Gislene Aparecida dos Santos - Perfil
Gislene Aparecida dos Santos, coordenadora do grupo nPeriferias
Em muitos dos processos, constatou-se que as mulheres eram denunciadas pelos profissionais de saúde a quem recorriam após procedimentos malsucedidos. A pesquisa descobriu ainda que as confissões das mulheres – para médicos ou policiais – às vezes eram as únicas provas ou as provas primárias nos casos contra elas.


De acordo com o relatório, o uso dessa informação não só prejudicaria a legitimidade das decisões do tribunal, como também violaria os direitos da acusada. Ao serem entrevistadas pela polícia sem assistência jurídica, as mulheres podem se sentir coagidas a confessar, além de que, quando buscam cuidados médicos, esperam que a confidencialidade seja respeitada.

Os dados analisados pelos pesquisadores revelam que, nos últimos cinco anos, foram registrados cerca de 400 novos processos judiciais relativos ao crime do autoaborto ou aborto consentido, nos termos dos artigos 124 e 126 do Código Penal Brasileiro.

Fabiana Cristina Severi - Perfil
Fabiana Cristina Severi, professora da Faculdade de Direito de Ribeirão Preto (FDRP) da USP
No Brasil, o aborto inseguro leva à morte de mais de 200 mulheres a cada ano, e aproximadamente 50% das mulheres submetidas ao procedimento de forma insegura precisam ser hospitalizadas. Com a maior frequência estimada de abortos no mundo – feito por 44 a cada 1000 mulheres – o país apresentava, em 2020, 42 hospitais que realizavam abortos legais, ou seja, em casos de estupro, para evitar a morte da mulher e quando o feto é anencéfalo.

Autores

O relatório foi escrito pelos alunos Isabelle Fernanda dos Santos, Júlia Marçal Silva, Juliana Fontana Moyses, Luiza Barroso Pereira e Silva, Maria Eduarda Souza Porfírio, Patrícia Oliveira de Carvalho, Rebeka Lima Cavalcante, Renata Gonçalves Queiroz, Robert Augusto de Souza, Thaís Becker Henriques Silveira e Thainara Saiane da Silva José.

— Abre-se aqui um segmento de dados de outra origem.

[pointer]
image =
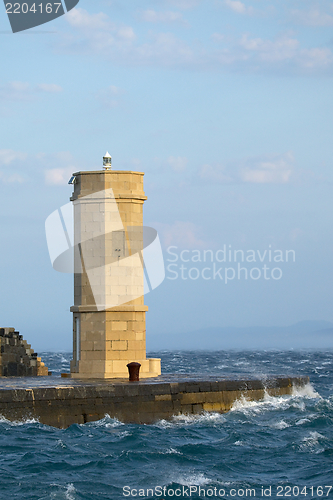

Gabriel Teixeira Alves, Jessica Suruagy Amaral Borges e a diretora do Projeto TrialWatch, Sarah Mehta, do Instituto de Direitos Humanos da Columbia Law School, prestaram assistência adicional em pesquisa, edição e na elaboração do relatório.

O Grupo de Pesquisa nPeriferias, do IEA, participou da pesquisa por meio de seu apoio à CDHM, uma parceria entre o Grupo de Pesquisas GEPPIS, da Escola de Artes, Ciências e Humanidades (EACH) e o Laboratório de Direitos Humanos, da FDRP.

A TrialWatch tem como missão expor a injustiça, monitorando os julgamentos criminais contra as pessoas mais vulneráveis e defendendo os direitos de pessoas condenadas injustamente. O projeto tem o objetivo de utilizar os dados que recolhe para publicar um ranking de justiça global futuramente.